Глава вторая

В доме был бардак, но Кузьма не смутился. Порядок он не особо любил – чувствовал, что без него жизни больше. Но Галина всегда все убирала, расставляла по местам, чистила. Видимо, Полька пошла не в нее.

– Поли-ина! – крикнул он протяжно, Борька залаял вновь. Псу не полагалось заходить в дом, но на этот день Кузьма решил сделать исключение.

Он ввалился в спальню, убрал геройскую звезду и медали в шкатулку жены и рухнул на кровать. Борька встал рядом, виляя хвостом.

– Ну, забирайся уж, пройдоха, давай.

Пес запрыгнул на него и продолжил лизаться.

– Ах ты, обормот! Ах ты! – Кузьма трепал пса за загривок, вызывая неистовый восторг, потом все же встал, чтобы осмотреться и найти домашнюю одежду.

В шкафах не было ни вещей Галины, ни его.
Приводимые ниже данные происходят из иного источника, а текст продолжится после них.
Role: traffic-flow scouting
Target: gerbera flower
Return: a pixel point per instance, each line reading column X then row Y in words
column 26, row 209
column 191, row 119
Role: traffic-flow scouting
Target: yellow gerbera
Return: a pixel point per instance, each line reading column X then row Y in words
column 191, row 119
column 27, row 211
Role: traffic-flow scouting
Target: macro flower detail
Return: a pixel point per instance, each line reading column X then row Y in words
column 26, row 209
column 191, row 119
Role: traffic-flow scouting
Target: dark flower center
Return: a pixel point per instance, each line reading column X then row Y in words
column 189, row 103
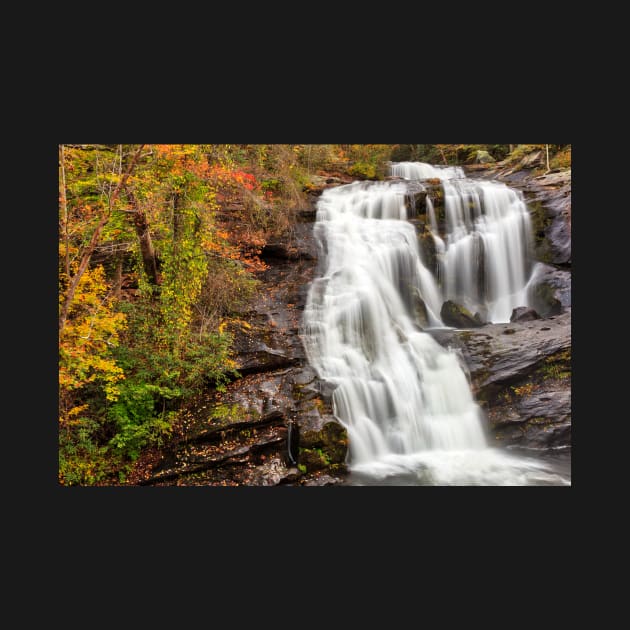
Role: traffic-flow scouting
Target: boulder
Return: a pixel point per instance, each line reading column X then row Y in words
column 483, row 157
column 532, row 159
column 521, row 376
column 523, row 314
column 458, row 316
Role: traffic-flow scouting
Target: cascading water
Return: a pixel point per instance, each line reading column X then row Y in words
column 404, row 399
column 484, row 252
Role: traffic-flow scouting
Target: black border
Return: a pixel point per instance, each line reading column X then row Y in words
column 340, row 517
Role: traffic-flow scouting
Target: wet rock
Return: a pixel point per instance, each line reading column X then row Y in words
column 415, row 198
column 554, row 284
column 532, row 159
column 543, row 299
column 483, row 157
column 454, row 314
column 522, row 380
column 523, row 314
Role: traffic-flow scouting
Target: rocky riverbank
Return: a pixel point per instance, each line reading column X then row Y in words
column 239, row 436
column 520, row 372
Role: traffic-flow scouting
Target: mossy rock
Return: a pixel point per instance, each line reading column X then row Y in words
column 331, row 439
column 544, row 301
column 483, row 157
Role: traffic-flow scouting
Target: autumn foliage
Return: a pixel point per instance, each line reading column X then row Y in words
column 158, row 245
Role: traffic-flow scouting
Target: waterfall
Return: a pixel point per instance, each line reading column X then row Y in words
column 484, row 250
column 404, row 399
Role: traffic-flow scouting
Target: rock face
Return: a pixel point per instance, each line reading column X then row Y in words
column 521, row 379
column 549, row 199
column 239, row 436
column 454, row 314
column 483, row 157
column 523, row 314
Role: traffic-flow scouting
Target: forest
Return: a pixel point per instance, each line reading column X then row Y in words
column 161, row 251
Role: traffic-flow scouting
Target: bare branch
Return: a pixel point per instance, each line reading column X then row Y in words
column 74, row 283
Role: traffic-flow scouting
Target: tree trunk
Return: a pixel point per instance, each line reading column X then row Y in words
column 118, row 276
column 547, row 150
column 64, row 202
column 141, row 225
column 85, row 259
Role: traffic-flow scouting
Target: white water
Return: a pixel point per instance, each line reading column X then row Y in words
column 484, row 252
column 403, row 398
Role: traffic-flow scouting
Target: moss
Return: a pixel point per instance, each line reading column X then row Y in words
column 556, row 366
column 363, row 170
column 230, row 413
column 540, row 223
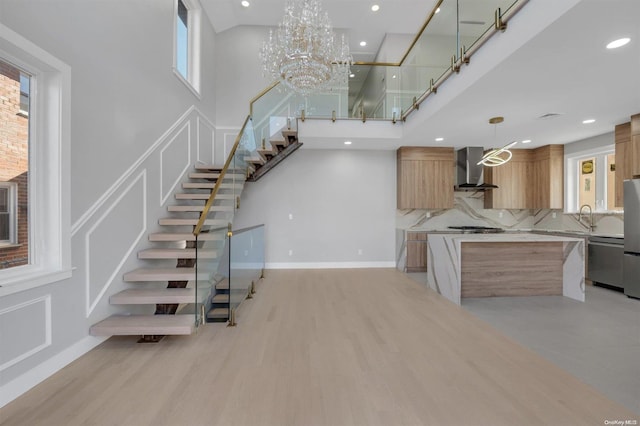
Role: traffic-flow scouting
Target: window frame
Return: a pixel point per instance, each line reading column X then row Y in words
column 49, row 165
column 12, row 210
column 194, row 19
column 572, row 178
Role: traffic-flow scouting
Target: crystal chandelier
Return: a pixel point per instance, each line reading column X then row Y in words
column 303, row 53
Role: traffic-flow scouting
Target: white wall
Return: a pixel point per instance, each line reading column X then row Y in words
column 341, row 201
column 124, row 98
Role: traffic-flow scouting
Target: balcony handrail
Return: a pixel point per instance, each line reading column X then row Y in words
column 464, row 55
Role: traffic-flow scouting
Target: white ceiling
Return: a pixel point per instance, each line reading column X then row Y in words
column 564, row 69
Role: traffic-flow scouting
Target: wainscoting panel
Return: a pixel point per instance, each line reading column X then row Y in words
column 175, row 159
column 20, row 339
column 113, row 237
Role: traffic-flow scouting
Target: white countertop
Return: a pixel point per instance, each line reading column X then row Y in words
column 507, row 237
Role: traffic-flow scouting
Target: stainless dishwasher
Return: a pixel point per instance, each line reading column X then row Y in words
column 606, row 256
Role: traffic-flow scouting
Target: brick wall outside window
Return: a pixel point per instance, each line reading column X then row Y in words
column 14, row 160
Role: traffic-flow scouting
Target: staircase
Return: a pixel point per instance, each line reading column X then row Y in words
column 169, row 280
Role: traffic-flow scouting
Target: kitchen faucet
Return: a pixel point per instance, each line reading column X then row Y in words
column 591, row 226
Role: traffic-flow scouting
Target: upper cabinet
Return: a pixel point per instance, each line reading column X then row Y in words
column 635, row 145
column 532, row 179
column 548, row 177
column 425, row 177
column 624, row 159
column 512, row 179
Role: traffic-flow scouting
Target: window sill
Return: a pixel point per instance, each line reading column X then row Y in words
column 8, row 246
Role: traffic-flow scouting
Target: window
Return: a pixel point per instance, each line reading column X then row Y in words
column 182, row 40
column 35, row 191
column 7, row 213
column 591, row 180
column 24, row 94
column 187, row 43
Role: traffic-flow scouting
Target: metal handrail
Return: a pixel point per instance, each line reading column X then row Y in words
column 223, row 172
column 465, row 54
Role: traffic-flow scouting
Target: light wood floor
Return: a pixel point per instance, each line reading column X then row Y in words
column 330, row 347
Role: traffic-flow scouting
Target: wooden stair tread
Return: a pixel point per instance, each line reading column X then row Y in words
column 142, row 296
column 199, row 208
column 223, row 285
column 165, row 274
column 203, row 196
column 254, row 160
column 132, row 325
column 220, row 298
column 166, row 253
column 210, row 185
column 171, row 221
column 218, row 313
column 205, row 236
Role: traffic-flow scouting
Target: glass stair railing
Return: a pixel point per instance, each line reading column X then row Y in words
column 452, row 33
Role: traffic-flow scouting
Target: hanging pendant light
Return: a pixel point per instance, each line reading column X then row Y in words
column 497, row 156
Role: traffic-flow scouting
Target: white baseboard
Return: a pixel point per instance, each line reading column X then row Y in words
column 330, row 265
column 28, row 380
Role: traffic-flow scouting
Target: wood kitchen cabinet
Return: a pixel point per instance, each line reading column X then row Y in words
column 624, row 160
column 416, row 252
column 425, row 177
column 635, row 145
column 548, row 177
column 512, row 179
column 532, row 179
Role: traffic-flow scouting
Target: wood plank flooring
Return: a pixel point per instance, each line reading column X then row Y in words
column 321, row 347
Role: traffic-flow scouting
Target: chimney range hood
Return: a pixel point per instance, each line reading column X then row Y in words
column 470, row 174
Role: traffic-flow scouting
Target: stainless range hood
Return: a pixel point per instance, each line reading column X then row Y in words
column 470, row 174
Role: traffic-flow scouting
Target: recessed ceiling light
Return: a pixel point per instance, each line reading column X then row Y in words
column 618, row 43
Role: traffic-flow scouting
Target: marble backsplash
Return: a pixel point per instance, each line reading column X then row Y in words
column 469, row 209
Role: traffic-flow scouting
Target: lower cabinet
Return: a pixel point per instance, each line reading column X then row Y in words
column 416, row 252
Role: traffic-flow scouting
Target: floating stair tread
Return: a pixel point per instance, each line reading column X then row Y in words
column 291, row 136
column 210, row 185
column 146, row 296
column 164, row 274
column 167, row 253
column 220, row 298
column 205, row 236
column 218, row 313
column 199, row 208
column 223, row 285
column 255, row 160
column 203, row 196
column 180, row 221
column 136, row 325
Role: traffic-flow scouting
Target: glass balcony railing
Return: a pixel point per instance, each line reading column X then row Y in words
column 229, row 262
column 453, row 31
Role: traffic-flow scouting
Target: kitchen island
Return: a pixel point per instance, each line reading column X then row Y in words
column 506, row 264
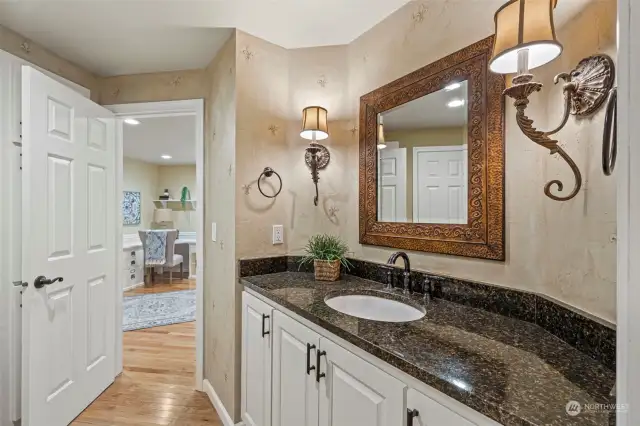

Нашел только парадный костюм, в котором семнадцать лет назад женился, и больше ничего. Тогда он скинул китель, рубашку, штаны, долго снимал сапоги и портянки, наконец остался в майке и трусах, и лишь сейчас почувствовал себя отчасти свободным от войны.

– Ох! – он выпустил воздух из огромных, пробитых осколками легких. – Я дома!

– Видим, видим, – ответил ему скрипучий голос из коридора.

– Оба-на. Ну-ка, кто здесь?

Кузьма шагнул из залитой солнцем комнаты в тенистый коридор и наткнулся на старика.

– О, дед! А я-то брожу, ищу вас! Где Полина-то?!

– Где-где, в школе.

– А ты чего тут?

– Спал я. Тут слышу, этот дикобраз разлаялся. Пришлось вставать. Ну здра-авствуй!

– Привет, дед! Спасибо, что присмотрел, – Кузьма обнял старика, который вообще-то приходился ему тестем, но все, даже покойная Галина, звали его «дед».

– Помянем?

Они выпили на кухне.

– Так что произошло? – спросил Кузьма, тяжело вздыхая.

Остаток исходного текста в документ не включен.